The Roman Question eBook

Edmond François Valentin About
This eBook from the Gutenberg Project consists of approximately 233 pages of information about The Roman Question.

The plebeians of the Eternal City are overgrown children badly brought up, and perverted in various ways by their education.  The Government, which, being in the midst of them, fears them, treats them mildly.  It demands few taxes of them; it gives them shows, and sometimes bread, the panem et circenses prescribed by the Emperors of the Decline.  It does not teach them to read, neither does it forbid them to beg.  It sends Capuchins to their homes.  The Capuchin gives the wife lottery-tickets, drinks with the husband, and brings up the children after his kind, and sometimes in his likeness.  The plebeians of Rome are certain never to die of hunger; if they have no bread, they are allowed to help themselves from the baker’s basket; the law allows it.  All that is required of them is to be good Christians, to prostrate themselves before the priests, to humble themselves before the rich, and to abstain from revolutions.  They are severely punished if they refuse to take the Sacrament at Easter, or if they talk disrespectfully of the Saints.  The tribunal of the Vicariates listens to no excuses on this head; but the police is enough as to everything else.  Crimes are forgiven them, they are encouraged in meanness; the only offences for which there is no pardon are the cry for liberty, revolt against an abuse, the assertion of manhood.

It is marvellous to me that with such an education there is any good left in them at all.  The worst half of the people is that which dwells in the Monti district.  If, in seeking the Convent of the Neophytes, or the house of Lucrezia Borgia, you miss your way among those foul narrow streets, you will find yourself in the midst of a strange medley of thieves, sharpers, guitar-players, artists’ models, beggars, ciceroni, and ruffiani.  If you speak to them, you may be sure they will kiss your Excellency’s hand, and pick your Excellency’s pocket.  I do not think a worse breed is to be found in any city in Europe, not even in London.  All these people practise religion, without the least believing in God.  The police does not meddle much with them.  To be sure they are sent to prison now and then, but thanks to a favourable word in the right quarter, or to the want of prison accommodation, they are soon set at liberty.  Even the honest workmen their neighbours occasionally get into scrapes.  They have made plenty of money in the winter, and spent it all in the Carnival—­as is the common custom.  Summer comes, the foreign visitors depart; no more work and no more money.  Moral training, which might sustain them, is wholly wanting.  The love of show, that peculiar disease of Rome, is their bane.  The wife, if she be pretty, sells herself, or the husband does what he had better leave undone.

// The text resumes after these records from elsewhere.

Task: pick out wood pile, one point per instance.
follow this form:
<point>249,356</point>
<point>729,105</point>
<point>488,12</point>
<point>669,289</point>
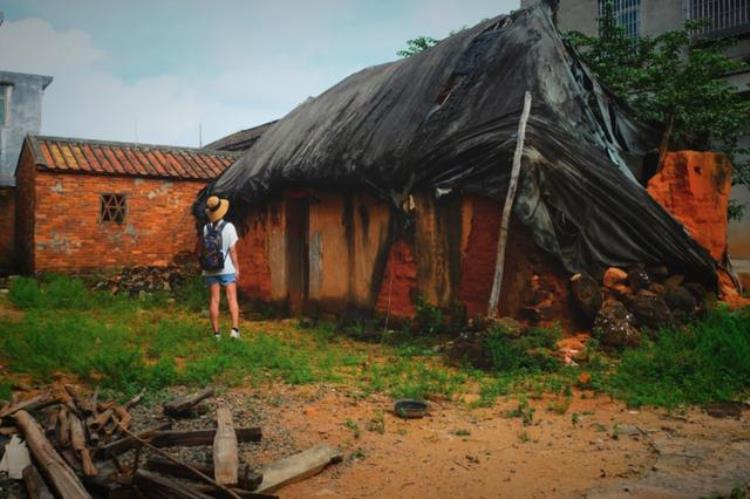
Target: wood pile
<point>78,447</point>
<point>134,280</point>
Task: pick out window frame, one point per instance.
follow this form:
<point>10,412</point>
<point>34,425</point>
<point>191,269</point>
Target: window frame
<point>113,208</point>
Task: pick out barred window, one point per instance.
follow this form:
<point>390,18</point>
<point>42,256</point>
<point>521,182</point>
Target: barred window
<point>721,17</point>
<point>113,208</point>
<point>626,13</point>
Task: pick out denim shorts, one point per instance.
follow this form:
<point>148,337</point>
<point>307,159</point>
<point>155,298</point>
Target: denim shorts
<point>223,279</point>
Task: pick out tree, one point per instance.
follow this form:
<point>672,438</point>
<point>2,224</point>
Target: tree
<point>675,80</point>
<point>416,46</point>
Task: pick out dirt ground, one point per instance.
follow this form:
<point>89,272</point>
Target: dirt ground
<point>456,451</point>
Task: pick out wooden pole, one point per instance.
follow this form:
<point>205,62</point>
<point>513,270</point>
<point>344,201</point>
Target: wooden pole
<point>507,208</point>
<point>226,460</point>
<point>58,473</point>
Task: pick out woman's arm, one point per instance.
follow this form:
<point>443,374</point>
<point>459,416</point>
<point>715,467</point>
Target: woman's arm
<point>235,261</point>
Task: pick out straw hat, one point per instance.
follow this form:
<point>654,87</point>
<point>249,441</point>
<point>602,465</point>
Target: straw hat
<point>216,208</point>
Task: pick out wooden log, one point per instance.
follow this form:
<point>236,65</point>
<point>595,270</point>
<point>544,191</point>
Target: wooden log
<point>35,486</point>
<point>248,480</point>
<point>59,475</point>
<point>78,442</point>
<point>183,406</point>
<point>207,479</point>
<point>226,460</point>
<point>30,404</point>
<point>125,444</point>
<point>123,416</point>
<point>63,428</point>
<point>243,493</point>
<point>510,196</point>
<point>192,438</point>
<point>297,467</point>
<point>154,486</point>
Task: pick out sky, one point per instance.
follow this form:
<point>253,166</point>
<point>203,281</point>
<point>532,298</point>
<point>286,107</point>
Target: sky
<point>175,71</point>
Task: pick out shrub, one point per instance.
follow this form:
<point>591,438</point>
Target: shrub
<point>703,362</point>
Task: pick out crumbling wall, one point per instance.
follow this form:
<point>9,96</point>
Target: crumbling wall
<point>69,235</point>
<point>694,186</point>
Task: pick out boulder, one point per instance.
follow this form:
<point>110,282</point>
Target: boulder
<point>649,309</point>
<point>614,276</point>
<point>614,326</point>
<point>587,295</point>
<point>681,302</point>
<point>638,279</point>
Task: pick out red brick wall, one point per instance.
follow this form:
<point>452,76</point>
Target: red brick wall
<point>69,235</point>
<point>7,227</point>
<point>25,199</point>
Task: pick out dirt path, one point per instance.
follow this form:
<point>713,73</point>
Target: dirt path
<point>461,452</point>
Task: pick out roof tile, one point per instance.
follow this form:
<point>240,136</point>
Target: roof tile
<point>122,158</point>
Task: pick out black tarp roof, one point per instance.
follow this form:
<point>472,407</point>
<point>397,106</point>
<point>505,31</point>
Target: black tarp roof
<point>445,120</point>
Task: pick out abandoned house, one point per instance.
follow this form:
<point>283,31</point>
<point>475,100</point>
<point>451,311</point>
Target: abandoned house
<point>87,204</point>
<point>387,189</point>
<point>20,114</point>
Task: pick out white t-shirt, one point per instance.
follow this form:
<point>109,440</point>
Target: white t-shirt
<point>228,239</point>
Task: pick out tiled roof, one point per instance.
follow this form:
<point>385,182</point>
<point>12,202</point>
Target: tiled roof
<point>242,140</point>
<point>127,159</point>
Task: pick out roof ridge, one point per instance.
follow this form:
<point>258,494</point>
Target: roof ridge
<point>139,145</point>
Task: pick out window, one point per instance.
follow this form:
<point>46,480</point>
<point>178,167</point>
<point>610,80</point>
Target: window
<point>113,208</point>
<point>721,17</point>
<point>626,13</point>
<point>4,103</point>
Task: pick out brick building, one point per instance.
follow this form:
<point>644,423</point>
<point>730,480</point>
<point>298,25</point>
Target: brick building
<point>85,204</point>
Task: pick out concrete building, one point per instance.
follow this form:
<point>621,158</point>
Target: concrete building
<point>654,17</point>
<point>20,114</point>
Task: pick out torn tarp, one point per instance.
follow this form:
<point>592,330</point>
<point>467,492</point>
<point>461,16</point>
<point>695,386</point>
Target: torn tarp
<point>445,121</point>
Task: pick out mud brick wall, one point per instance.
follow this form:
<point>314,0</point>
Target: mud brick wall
<point>7,227</point>
<point>69,235</point>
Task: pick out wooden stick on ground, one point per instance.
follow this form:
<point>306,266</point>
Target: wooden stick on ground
<point>184,405</point>
<point>78,442</point>
<point>197,473</point>
<point>60,476</point>
<point>226,460</point>
<point>497,282</point>
<point>35,485</point>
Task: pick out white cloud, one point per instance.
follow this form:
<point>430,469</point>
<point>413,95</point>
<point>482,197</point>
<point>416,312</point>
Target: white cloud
<point>86,100</point>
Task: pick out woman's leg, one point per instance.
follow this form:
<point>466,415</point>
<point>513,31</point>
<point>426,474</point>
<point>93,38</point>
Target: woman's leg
<point>234,309</point>
<point>213,306</point>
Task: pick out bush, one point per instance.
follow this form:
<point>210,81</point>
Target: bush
<point>703,362</point>
<point>530,352</point>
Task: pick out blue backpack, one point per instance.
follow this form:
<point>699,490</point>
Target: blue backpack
<point>212,255</point>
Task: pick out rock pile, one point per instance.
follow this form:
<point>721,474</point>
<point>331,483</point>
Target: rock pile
<point>626,302</point>
<point>134,280</point>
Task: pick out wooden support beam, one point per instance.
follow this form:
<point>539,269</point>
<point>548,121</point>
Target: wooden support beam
<point>35,486</point>
<point>226,459</point>
<point>502,238</point>
<point>155,486</point>
<point>183,406</point>
<point>297,467</point>
<point>58,473</point>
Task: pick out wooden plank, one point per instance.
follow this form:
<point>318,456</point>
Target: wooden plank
<point>297,467</point>
<point>35,486</point>
<point>502,239</point>
<point>125,444</point>
<point>183,406</point>
<point>155,486</point>
<point>59,475</point>
<point>226,460</point>
<point>78,442</point>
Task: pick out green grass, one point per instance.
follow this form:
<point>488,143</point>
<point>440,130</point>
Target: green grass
<point>706,361</point>
<point>125,344</point>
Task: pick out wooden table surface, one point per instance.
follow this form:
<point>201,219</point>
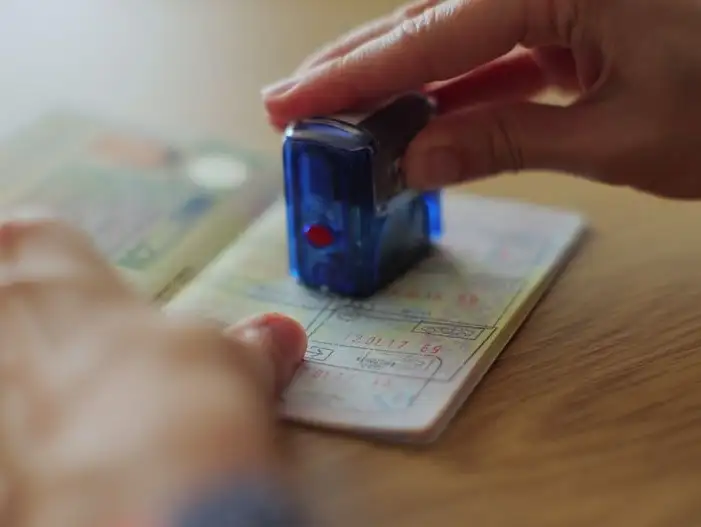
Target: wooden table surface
<point>592,416</point>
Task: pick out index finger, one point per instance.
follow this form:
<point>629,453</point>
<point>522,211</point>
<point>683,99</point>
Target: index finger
<point>438,44</point>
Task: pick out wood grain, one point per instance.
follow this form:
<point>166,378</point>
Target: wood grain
<point>592,416</point>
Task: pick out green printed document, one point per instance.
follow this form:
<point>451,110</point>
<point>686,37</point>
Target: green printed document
<point>200,227</point>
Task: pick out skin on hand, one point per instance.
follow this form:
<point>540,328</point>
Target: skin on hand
<point>109,407</point>
<point>633,67</point>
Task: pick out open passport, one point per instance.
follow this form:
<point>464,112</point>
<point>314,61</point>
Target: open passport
<point>200,226</point>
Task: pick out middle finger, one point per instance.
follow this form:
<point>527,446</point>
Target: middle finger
<point>357,37</point>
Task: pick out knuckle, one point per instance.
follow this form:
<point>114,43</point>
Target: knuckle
<point>504,152</point>
<point>411,31</point>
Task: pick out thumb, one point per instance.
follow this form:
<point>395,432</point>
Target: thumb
<point>275,344</point>
<point>475,143</point>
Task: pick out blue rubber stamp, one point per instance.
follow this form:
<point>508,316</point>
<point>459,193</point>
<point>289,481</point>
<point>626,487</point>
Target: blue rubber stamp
<point>353,225</point>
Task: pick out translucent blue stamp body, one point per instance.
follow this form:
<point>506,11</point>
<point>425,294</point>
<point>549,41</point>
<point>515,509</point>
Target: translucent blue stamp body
<point>353,225</point>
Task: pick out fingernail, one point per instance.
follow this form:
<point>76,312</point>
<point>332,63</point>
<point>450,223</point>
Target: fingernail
<point>278,334</point>
<point>279,88</point>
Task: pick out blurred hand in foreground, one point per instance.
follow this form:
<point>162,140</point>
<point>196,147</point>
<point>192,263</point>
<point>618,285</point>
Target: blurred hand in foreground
<point>111,409</point>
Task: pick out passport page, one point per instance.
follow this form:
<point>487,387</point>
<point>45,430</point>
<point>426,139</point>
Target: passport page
<point>400,363</point>
<point>159,209</point>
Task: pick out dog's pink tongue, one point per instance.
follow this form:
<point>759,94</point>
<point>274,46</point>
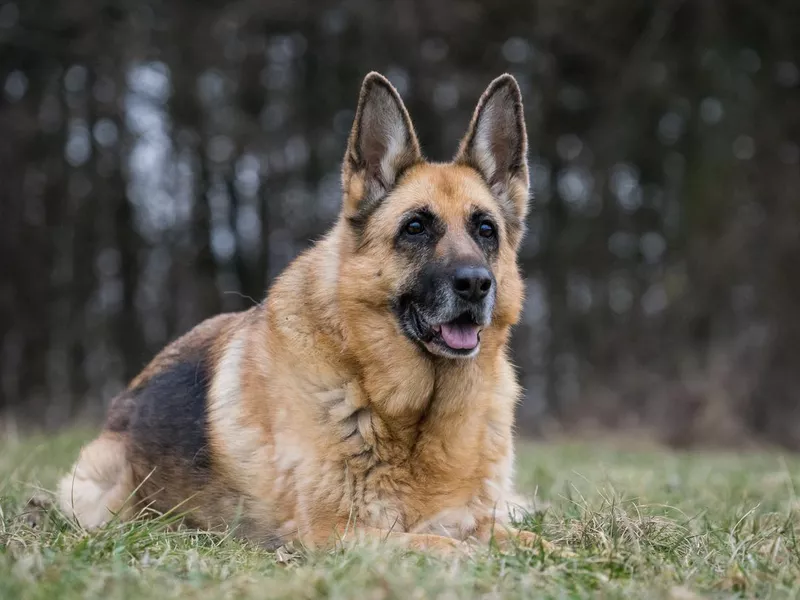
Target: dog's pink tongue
<point>460,337</point>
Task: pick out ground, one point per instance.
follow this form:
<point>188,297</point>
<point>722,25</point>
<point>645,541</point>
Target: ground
<point>641,523</point>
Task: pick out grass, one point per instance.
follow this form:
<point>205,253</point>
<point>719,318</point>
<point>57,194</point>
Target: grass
<point>641,524</point>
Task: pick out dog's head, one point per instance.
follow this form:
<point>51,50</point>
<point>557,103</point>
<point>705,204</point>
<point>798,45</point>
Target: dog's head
<point>433,246</point>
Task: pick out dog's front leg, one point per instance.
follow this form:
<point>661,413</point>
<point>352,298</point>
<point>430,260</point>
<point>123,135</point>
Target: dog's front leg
<point>349,535</point>
<point>506,537</point>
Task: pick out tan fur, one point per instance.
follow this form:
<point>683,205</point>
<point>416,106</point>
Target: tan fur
<point>325,422</point>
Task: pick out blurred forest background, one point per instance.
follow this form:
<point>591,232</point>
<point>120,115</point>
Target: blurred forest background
<point>162,161</point>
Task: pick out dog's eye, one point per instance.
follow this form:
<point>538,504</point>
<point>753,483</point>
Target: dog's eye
<point>486,229</point>
<point>414,227</point>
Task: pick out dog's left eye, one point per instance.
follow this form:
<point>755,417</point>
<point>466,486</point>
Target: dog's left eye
<point>414,227</point>
<point>486,229</point>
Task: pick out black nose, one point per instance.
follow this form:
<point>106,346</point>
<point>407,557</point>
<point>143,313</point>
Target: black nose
<point>472,283</point>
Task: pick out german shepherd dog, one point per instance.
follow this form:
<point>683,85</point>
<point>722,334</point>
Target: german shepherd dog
<point>370,395</point>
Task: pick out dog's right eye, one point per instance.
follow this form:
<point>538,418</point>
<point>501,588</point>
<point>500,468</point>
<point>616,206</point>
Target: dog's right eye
<point>415,227</point>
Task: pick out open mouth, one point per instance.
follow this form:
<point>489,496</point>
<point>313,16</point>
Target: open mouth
<point>459,337</point>
<point>461,334</point>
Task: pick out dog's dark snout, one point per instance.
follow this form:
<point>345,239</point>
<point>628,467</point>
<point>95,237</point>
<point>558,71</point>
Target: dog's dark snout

Judge them not too harshly.  Remember, they have read nothing, they have never been out of Rome; the example of ostentation is set them by the Cardinals, of misconduct by the prelates, of venality by the different functionaries, of squandering by the Finance Minister.  And above all, remember that care has been taken to root out from their hearts, as if it were a destructive weed, that noble sentiment of human dignity which is the principle of every virtue.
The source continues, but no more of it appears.